Wrongful convictions can be reduced through science, but tradeoffs exist
Many of the wrongful convictions identified in a report this week hinged on a misidentified culprit and a new report in a top journal on psychological science reveals the paradox of reforms in eyewitness identification procedure. In our efforts to make sure that good guys don't get locked up, we could let more bad guys go.
In the May issue of Perspectives on Psychological Science, a journal of the Association for Psychological Science, leading scholars in psychology and the law explore and debate various aspects of eyewitness identification procedures, providing a scientific foundation for this important social issue.
In recent years, researchers and policymakers have called for specific reforms to eyewitness identification procedures that would help to reduce the rate of false identification. These reforms affect various aspects of identification procedure, including how lineups are constructed, what witnesses are told prior to the lineup, and how police officers should behave during the procedure.
Such procedural reforms are often viewed as having 'no cost' they reduce the false identification rate without affecting the correct identification rate. But psychological scientist Steven Clark (University of California, Riverside) argues that 'no cost' view may not actually be true. After extensive review of the existing data, Clark points out the paradoxical tradeoffs to reforms in eyewitness identification procedure. Existing data suggest that when we choose to enact reforms that are designed to reduce false identifications, we may also reduce the number of correct identifications at the same time.
But this tradeoff does not tell the whole story, say Gary Wells (Iowa State University), Nancy Steblay (Augsburg College), and Jennifer Dysart (John Jay College of Criminal Justice). While reform procedures may reduce the number of 'hits,' they do so by minimizing the influence of suggestive and coercive practices, such as biased instructions and cues from lineup administrators. Wells and his co-authors argue that the so-called 'lost' hits aren't actually relevant, because hits that result from suggestive practices are not legitimate identifications. Eryn Newman from Victoria University of Wellington and Elizabeth Loftus from the University of California, Irvine agree, arguing that eyewitness identification evidence should be based solely on the independent memory of the witness, not on the results of suggestive or coercive procedures.
There is, however, a scientifically valid way to compare witness-identification procedures, say John Wixted and Laura Mickes, both of the University of California, San Diego. If we identify the procedures that reliably differentiate between innocent and guilty suspects over time and across different situations, we will be able to determine which techniques are diagnostically superior to others.

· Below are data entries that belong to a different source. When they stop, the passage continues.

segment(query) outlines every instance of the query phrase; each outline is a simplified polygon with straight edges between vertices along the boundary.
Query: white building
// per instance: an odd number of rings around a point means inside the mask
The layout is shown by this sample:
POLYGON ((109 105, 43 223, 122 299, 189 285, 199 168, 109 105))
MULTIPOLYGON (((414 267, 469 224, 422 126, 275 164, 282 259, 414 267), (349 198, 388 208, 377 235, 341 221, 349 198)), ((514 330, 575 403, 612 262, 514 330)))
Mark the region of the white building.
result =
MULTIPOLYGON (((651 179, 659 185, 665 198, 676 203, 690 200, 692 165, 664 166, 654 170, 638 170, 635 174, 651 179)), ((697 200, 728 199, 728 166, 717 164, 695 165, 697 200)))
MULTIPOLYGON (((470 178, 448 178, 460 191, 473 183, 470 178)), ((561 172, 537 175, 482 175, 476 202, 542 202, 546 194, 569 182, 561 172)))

Until we have such comprehensive data, the best way to protect innocent defendants, says Larry Laudan of the University of Texas, is by clearly communicating the fact that eyewitness identifications, regardless of their format, are fallible. According to Laudan, we now have enough empirical data to be able to inform jurors about the error profiles of various eyewitness identification procedures. Sharing this information, he argues, is more important than trying to arrive at "the one unique and definitive format for conducting identifications."

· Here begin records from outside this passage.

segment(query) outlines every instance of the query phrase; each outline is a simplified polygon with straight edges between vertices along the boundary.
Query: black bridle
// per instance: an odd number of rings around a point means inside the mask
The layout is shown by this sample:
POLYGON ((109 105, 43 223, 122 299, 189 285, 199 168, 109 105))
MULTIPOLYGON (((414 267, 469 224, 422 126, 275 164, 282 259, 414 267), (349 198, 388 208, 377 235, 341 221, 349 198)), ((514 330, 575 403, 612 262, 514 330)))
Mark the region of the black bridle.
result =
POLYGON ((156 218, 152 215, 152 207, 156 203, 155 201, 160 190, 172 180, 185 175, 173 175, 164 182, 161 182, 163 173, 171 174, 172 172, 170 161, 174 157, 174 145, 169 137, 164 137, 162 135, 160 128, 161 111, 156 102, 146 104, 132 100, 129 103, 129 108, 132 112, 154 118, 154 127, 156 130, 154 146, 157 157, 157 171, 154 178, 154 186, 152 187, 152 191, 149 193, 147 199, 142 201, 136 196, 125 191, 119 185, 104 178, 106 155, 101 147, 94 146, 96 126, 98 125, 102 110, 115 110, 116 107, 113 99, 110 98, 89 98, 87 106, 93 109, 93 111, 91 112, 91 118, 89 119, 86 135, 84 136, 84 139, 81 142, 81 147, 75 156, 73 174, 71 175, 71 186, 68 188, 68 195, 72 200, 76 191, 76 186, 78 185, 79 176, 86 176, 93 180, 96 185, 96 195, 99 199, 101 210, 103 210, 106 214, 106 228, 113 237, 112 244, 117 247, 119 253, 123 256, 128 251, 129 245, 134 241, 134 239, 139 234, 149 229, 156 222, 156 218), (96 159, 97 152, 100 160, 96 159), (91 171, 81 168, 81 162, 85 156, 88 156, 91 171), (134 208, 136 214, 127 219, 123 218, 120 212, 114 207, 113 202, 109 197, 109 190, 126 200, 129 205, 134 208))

In the end, Clark points out that the goal of his article is not to argue for or against any particular witness identification procedure. Rather, he hopes to create strong links between social science data and public policy. "To the extent that social science research has a useful role in shaping policy decisions," says Clark, "social scientists must do for policymakers what they do best and what policymakers cannot do for themselves: conduct careful studies, and provide a clear and complete analysis of the empirical data."